Огромный, смуглый, широкоплечий красавец стонал раненым зверем, скорчившись в двух шагах от нее, и переливались на мощной спине шары мускулов, огромные кулаки били землю, словно вымещая на ней всю боль, которая рвалась с губ мужчины, добровольно отказавшегося от любви в эту минуту....
– Прости меня, маленькая... Прости... Только не уходи... Я уйду... Ты не уходи... Это твой дом... Ты – жизнь. Ты – свет. Я оказался ненастоящим. Игрушечные победы. Смешные поражения. Это твой дом. Прости...
Она потянулась к нему, трясясь от ужаса, но полная решимости остановить этот страшный сухой плач, этот звериный стон, который так не вязался с привычным обликом графа Джона Ормонда... Впрочем, привычному сегодня пришел конец. Навсегда.
Он шарахнулся от ее прикосновения, точно она прижгла его раскаленным железом. Стремительно поднялся, подхватил рубашку и ушел, не оглядываясь.
Жюли бездумно провела рукой по опухшим и саднившим губам. На руке осталась кровь. И ее вкус на языке.
Она медленно подобрала футболку, натянула ее, морщась, словно от боли. Негнущимися пальцами застегнула джинсы. Поднялась и пошла к замку. Почти у самой лестницы криво ухмыльнулась, хлопнула себя по лбу и развернулась на сто восемьдесят градусов.
Она туда не пойдет, хоть вы ее убейте. Не сейчас. Чуть позже. Когда утихнет боль в груди. Когда разорвется наконец это проклятое сердце. Когда она сможет осмыслить то, что с ней сейчас произошло. Назвать вещи своими именами.
Ее только что оттолкнул человек, в которого она влюбилась без памяти. Единственный мужчина, которому она была готова добровольно сдаться в рабство.
Бедная, глупая Жюльетта Арно!
Гортензия Ормонд с недоумением посмотрела на Джеймса Бигелоу. Так могла бы посмотреть Клеопатра на раба, сообщившего ей, что у нее сегодня вид так себе.
– Что вы сказали, юный Джеймс? КАКИЕ звуки доносятся из комнаты моего племянника?
– Странные, миледи...
– Интересно. Что же это за звуки? Виолончели? Волынки? И почему вы берете на себя смелость упоминать о них?
– Миледи, я очень извиняюсь, но... Это рыдания.
– Чьи?!
– Ну... вероятно... мистера Джона, миледи. Это же его комната.
Гортензия с раздражением отодвинула тарелку с беконом и забарабанила пальцами по столу.
– Джеймс, в последнее время мне не нравится ваше состояние. Вы, голубчик, приехали из Лондона совершенно издерганным. Надо бы попросить доктора осмотреть вас. Звуковые галлюцинации...

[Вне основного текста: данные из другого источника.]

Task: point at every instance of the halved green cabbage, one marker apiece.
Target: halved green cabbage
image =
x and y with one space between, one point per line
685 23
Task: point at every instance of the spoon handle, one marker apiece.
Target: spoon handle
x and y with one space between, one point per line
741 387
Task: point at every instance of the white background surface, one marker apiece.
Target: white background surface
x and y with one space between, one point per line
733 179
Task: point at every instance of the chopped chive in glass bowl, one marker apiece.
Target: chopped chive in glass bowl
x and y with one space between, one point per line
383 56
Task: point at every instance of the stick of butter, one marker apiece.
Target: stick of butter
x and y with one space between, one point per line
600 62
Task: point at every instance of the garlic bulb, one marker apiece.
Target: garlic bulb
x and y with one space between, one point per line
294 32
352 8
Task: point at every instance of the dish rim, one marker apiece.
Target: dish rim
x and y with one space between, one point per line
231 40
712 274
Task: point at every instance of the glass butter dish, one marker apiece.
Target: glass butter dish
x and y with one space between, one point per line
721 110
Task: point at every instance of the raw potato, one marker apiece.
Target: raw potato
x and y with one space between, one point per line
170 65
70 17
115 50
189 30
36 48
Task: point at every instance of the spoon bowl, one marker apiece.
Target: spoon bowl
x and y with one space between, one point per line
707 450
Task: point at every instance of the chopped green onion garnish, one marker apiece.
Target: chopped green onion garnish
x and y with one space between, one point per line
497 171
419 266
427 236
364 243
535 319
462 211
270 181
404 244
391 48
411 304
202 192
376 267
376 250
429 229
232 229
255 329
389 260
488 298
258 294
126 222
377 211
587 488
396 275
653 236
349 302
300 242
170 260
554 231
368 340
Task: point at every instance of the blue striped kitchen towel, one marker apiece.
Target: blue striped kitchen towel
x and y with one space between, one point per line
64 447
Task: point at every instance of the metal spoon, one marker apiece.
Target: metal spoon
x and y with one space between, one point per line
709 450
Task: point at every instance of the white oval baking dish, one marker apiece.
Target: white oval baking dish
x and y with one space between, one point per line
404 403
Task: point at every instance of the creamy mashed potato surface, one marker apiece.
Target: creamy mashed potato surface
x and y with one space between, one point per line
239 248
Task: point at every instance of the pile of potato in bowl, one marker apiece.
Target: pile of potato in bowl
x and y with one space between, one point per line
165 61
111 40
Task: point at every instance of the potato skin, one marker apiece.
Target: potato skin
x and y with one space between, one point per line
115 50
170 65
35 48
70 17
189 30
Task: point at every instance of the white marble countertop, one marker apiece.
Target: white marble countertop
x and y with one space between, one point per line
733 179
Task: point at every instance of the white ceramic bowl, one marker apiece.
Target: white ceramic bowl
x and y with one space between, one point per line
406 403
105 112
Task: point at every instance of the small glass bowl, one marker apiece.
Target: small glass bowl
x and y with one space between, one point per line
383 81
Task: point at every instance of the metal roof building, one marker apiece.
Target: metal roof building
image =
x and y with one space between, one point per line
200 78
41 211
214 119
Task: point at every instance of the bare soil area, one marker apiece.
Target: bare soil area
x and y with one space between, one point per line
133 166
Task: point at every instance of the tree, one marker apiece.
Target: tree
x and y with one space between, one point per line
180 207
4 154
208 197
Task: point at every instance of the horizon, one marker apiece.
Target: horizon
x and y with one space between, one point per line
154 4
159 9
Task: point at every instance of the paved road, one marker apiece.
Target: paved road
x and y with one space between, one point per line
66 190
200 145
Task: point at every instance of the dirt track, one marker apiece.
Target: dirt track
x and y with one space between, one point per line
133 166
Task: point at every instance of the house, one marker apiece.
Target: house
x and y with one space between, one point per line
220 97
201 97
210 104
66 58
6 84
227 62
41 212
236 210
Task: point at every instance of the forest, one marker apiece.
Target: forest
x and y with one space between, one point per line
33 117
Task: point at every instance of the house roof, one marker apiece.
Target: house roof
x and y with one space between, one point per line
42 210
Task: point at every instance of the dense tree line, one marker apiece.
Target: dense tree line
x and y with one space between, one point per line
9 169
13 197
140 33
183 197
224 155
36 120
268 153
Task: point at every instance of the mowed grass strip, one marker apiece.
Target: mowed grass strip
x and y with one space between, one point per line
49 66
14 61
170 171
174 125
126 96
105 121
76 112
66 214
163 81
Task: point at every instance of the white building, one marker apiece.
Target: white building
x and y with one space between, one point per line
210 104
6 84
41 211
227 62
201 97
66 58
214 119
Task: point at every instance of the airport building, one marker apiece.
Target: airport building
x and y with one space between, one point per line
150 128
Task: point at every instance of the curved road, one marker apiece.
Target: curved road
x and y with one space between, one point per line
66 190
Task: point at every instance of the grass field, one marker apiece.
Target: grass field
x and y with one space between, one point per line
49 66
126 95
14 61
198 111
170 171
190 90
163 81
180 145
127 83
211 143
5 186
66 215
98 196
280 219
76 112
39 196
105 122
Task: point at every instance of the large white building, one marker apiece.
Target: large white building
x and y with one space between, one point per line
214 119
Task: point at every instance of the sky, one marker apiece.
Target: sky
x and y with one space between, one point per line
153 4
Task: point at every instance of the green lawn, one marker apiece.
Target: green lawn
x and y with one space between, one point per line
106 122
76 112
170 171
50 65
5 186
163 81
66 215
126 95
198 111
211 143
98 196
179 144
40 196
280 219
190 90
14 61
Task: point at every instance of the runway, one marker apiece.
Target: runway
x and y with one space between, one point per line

– Миледи, я очень извиняюсь, но это не галци... не глюки, короче! Я хотел позвать мистера Джона завтракать, подошел к двери, а из-за нее – рыдания. Такие... глуховатые. Мужские. Согласитесь, какой мужчина может рыдать в комнате мистера Джона? Вы бы пошли, послушали...
Гортензия поднялась из-за стола и решительно направилась к дверям. В этот момент из коридора выплыл Бигелоу-старший.
– Миледи, звонила мисс Уайт. Она приедет сегодня шестичасовым поездом.
– Еще лучше! Только ее здесь и не хватало.
– Кроме того, осмелюсь доложить, мисс Жюли видели бегущей по лугу в сторону леса.
– Какого леса?! До него же пять с лишним миль!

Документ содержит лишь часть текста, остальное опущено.